A typical Uncontested Divorce in Virginia can be submitted to the Court for entry of the Final Decree of Divorce in as little as two to three weeks depending on the time it takes for the other party to sign, notarize and return the necessary paperwork. Once the completed divorce is on the judge’s desk, the time it takes for the divorce to be reviewed and signed by the judge varies, but is usually less than two to three weeks. This is in addition to the time it takes to draft the documents and to have them signed, completed and forwarded to the Court, so the typical total time is approximately four to six weeks from start to finish.
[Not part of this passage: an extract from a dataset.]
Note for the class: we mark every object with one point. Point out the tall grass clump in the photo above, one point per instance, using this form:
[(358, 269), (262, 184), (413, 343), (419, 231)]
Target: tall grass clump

The process of obtaining an Uncontested Divorce is as follows:
1. The client must complete the Divorce intake form and provide all of the necessary information required by law to complete the divorce. After the client completes the form, arranges payment and executes a contract to obtain the divorce, the initial documents are drafted;
2. The Complaint for Divorce is drafted and sent to the Clerk of Court of the appropriate court along with a confidential addendum that contains sensitive information about the parties and is kept under seal in the Court’s file. A check for the filing fee is also sent to the Court to open the case;
3. The Court will open a file and will send back a copy of the Complaint with a cover page that is used for service of process;
4. The Final Decree of Divorce is drafted and sent to the other party along with the service copy of the Complaint and a form that states the other party accepts service and waives future notice of the divorce filings. The other party then signs the final decree and signs and notarizes the acceptance/waiver form and returns them to the law office;
5. Affidavits that support the necessary findings for the divorce are drafted and signed in the presence of a notary and under oath. The Affidavits are usually signed by the Plaintiff (Client) and a witness who is over 18 years of age and can testify under oath to certain facts concerning the marriage and that the parties have lived separate and apart for more than 12 months, and that the person has been to the home of the Plaintiff and would have seen evidence of the parties living together if the Defendant was living there;
6. An additional form is prepared by the law office that will later be submitted to the Virginia Bureau of Vital Records to record the divorce;
7. The final decree, vital records form, affidavits and property settlement agreement, if applicable, are then sent to the Court for the judge to review and sign the Final Decree of Divorce, which divorces the parties and ends the case. If there are any issues of custody, visitation or support, they are often remanded to the local Juvenile and Domestic Relations court for future modification and enforcement.